The Yantai city government said in a statement the seafood was from an imported shipment that landed at Dalian but did not say where it originated.
In July, customs officers in Dalian, a major port in the northeastern province of Liaoning, found the coronavirus in the packaging of frozen shrimps imported from Ecuador, and China then suspended imports from three Ecuadorean shrimp producers.
The novel coronavirus is believed to have emerged in a market that sold seafood and wildlife in the central Chinese city of Wuhan late last year.
It has since spread around the world, with some new cases brought back into China from returning travellers.
As of August 11, China reported 44 new confirmed cases, including 13 local cases (all in Xinjiang) and 31 imported cases (9 cases in Shaanxi, 8 cases in Shanghai, 6 cases in Shandong, and 3 cases in Guangdong, 2 cases in Gansu, 1 case in Hebei, 1 case in Heilongjiang, and 1 case in Zhejiang).
Some of the seafood that the three Yantai companies bought had been processed for export, while the rest had been kept in cold storage and has not entered the market, the Yantai government said.
When asked if any of the processed seafood had been exported, a member of staff at a coronavirus outbreak response unit in Yantai declined to elaborate, referring Reuters to the Yantai city government statement.
Authorities had sealed off the goods, the city government said. Everyone who handled the goods was under quarantine and have tested negative for the coronavirus, it said.
The latest outbreak of coronavirus in Dalian city started in late July, with the first case working at a seafood processing company. By August 9, Dalian has reported a total of 92 cases.
|In this Aug 7, 2018 file photo, shrimp are displayed for sale inside a Vanguard hypermarket, operated by China Resources Enterprise Ltd., in Shanghai, China, on Aug 7, 2018. Cre: QILAI SHEN / BLOOMBERG|
More specifically, on July 16, the Health Commission of Yunnan province said three of the 2,750 samples related to frozen shrimp shipments from Ecuador tested positive for the virus. Tests on frozen shrimp and people who came in contact with them were negative, according to China Daily.
On July 15, the virus control leading group in Chongqing municipality's Shapingba district said it detected the virus in the outer packaging of Ecuadorian frozen shrimp in a warehouse.

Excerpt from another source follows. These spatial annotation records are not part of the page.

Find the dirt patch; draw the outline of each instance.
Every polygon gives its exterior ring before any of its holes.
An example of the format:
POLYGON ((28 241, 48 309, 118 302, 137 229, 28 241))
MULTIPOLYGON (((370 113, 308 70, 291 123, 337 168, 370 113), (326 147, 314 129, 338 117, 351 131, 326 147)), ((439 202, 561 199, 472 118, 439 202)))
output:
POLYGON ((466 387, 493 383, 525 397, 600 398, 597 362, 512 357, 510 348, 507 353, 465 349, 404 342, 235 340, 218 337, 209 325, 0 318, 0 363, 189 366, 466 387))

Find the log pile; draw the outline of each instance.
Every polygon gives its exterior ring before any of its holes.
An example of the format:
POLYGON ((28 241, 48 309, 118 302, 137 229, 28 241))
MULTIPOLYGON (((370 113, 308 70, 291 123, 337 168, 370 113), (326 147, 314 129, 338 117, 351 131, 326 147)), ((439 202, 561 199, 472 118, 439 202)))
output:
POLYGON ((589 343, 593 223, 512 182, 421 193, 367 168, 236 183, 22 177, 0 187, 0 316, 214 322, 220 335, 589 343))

The Chinese General Administration of Customs said on July 10 that six samples recently taken from the interior of containers and outer packaging of frozen shrimp from Ecuador tested positive for the virus on July 3.
The new findings were revealed as local governments nationwide are intensifying screening and testing of frozen products due to detection of the virus by customs officials in Dalian, Liaoning province, and Xiamen, Fujian province, earlier July.

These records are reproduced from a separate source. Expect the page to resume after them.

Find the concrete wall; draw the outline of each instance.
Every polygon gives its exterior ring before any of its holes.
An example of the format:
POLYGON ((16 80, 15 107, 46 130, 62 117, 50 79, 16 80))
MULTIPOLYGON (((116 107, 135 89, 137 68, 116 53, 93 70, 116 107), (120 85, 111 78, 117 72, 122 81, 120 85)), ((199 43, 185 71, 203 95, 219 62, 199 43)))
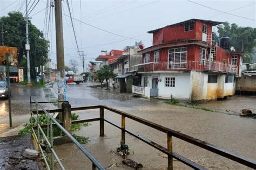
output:
POLYGON ((202 72, 191 71, 190 74, 190 100, 192 101, 206 99, 208 75, 202 72))
POLYGON ((236 90, 256 92, 256 75, 242 75, 236 81, 236 90))

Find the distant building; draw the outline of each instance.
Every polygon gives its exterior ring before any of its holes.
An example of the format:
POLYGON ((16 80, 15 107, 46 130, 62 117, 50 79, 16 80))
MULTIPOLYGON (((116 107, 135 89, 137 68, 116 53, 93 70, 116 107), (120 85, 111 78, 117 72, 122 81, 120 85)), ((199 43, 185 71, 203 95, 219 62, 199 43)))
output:
POLYGON ((115 79, 110 80, 110 86, 118 89, 120 93, 132 93, 132 86, 138 86, 139 77, 137 73, 138 66, 142 63, 142 55, 138 53, 139 49, 130 49, 123 55, 109 62, 116 74, 115 79))
POLYGON ((220 24, 192 19, 149 31, 153 45, 139 52, 142 63, 135 66, 142 79, 133 92, 191 101, 233 95, 243 53, 230 50, 228 37, 219 45, 213 41, 212 27, 220 24))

Speculations on the ability of the virus to spread through frozen food flared up in China when the recent outbreak in Beijing was reportedly tied to frozen products sold at a major wholesale market. The source of the outbreak is still under investigation.
There is currently no sufficient evidence to support the transmission of the virus through food, and no confirmed cases worldwide have proved to be infected by eating, experts have said.
However, cold food products, including seafood, and their packaging are likely to be contaminated and become a vector for the virus, and then spread to humans, Li Fengqin, head of the microbiology laboratory at the China National Center for Food Safety Risk Assessment, said in late June.
Wu Zunyou, chief epidemiologist at the Chinese Center for Disease Control and Prevention, said the virus can survive for several months in cool or freezing temperatures.
By latching onto the surface of frozen foods or their packages, the virus can live up to two to three months, he said.
During an interview with China Central Television in July, Wu said the presence of the virus in recent imports from overseas points to the likelihood that the virus can be brought in through seafood products, but more research is needed to determine if such a risk can trigger new outbreaks./.